How HTTPS Secures Web Traffic: Deep Dive into Certificates and Encryption

With the cost of HTTPS deployment decreasing, most websites now use HTTPS. While many know that HTTPS is safer than HTTP and are familiar with SSL, asymmetric encryption, and CA certificates, they often cannot answer three fundamental questions:

Why does using HTTPS make a connection secure?

How does the underlying HTTPS protocol work?

Is a site guaranteed to be safe just because it uses HTTPS?

HTTPS Implementation Principles

HTTPS encrypts transmitted data, but the actual data encryption uses symmetric encryption; asymmetric encryption is only used during the certificate verification phase.

The overall process consists of two stages: certificate verification and data transmission.

① Certificate Verification Stage

The browser initiates an HTTPS request.

The server returns its SSL/TLS certificate.

The client validates the certificate; if invalid, it raises an alert.

② Data Transmission Stage

After successful verification, the client generates a random number locally.

The client encrypts this random number with the server’s public key and sends it to the server.

The server decrypts the random number using its private key.

Both parties derive a symmetric encryption key from the random number and use it to encrypt all subsequent traffic.

Why is symmetric encryption used for data transmission?

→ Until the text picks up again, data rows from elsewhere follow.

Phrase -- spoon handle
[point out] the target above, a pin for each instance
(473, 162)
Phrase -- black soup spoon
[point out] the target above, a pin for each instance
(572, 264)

Asymmetric encryption is computationally expensive and unsuitable for the high‑frequency exchanges typical of HTTP, and it only provides one‑way encryption because only the server holds the private key. Therefore, HTTPS employs fast symmetric encryption for the actual data flow.

Why are CA certificates required?

Without a trusted Certificate Authority (CA), anyone could create a certificate, enabling classic man‑in‑the‑middle (MITM) attacks. The MITM process includes hijacking DNS, presenting a forged certificate, and decrypting the traffic using the intercepted random number.

How does a browser ensure the legitimacy of a CA certificate?

Certificates contain information such as the issuing authority, public key, organization details, domain, validity period, and fingerprint.

The legitimacy of a certificate relies on trusted root CAs that are pre‑installed in the operating system or browser. During verification, the browser checks:

Domain name and validity period.

Whether the issuing CA is trusted (by building a verification chain to a known root).

Whether the certificate has been tampered with (via CA server validation).

Whether the certificate has been revoked, using CRL or OCSP.

Summary (Q&A)

Q: Why is HTTPS secure? A: It guarantees encrypted transmission, preventing eavesdropping and data theft, and authenticates the server’s identity.

Q: What is the HTTPS transmission process? A: The client initiates a request, receives the server’s certificate, validates it, generates a random number, encrypts it with the server’s public key, the server decrypts it, and then both sides use symmetric encryption for the session.

Q: Why are certificates needed? A: They prevent MITM attacks and provide server identity verification.

Q: Can HTTPS traffic be captured? A: It can be intercepted if the user explicitly trusts a proxy’s certificate (e.g., a debugging tool); otherwise, the encrypted payload cannot be read.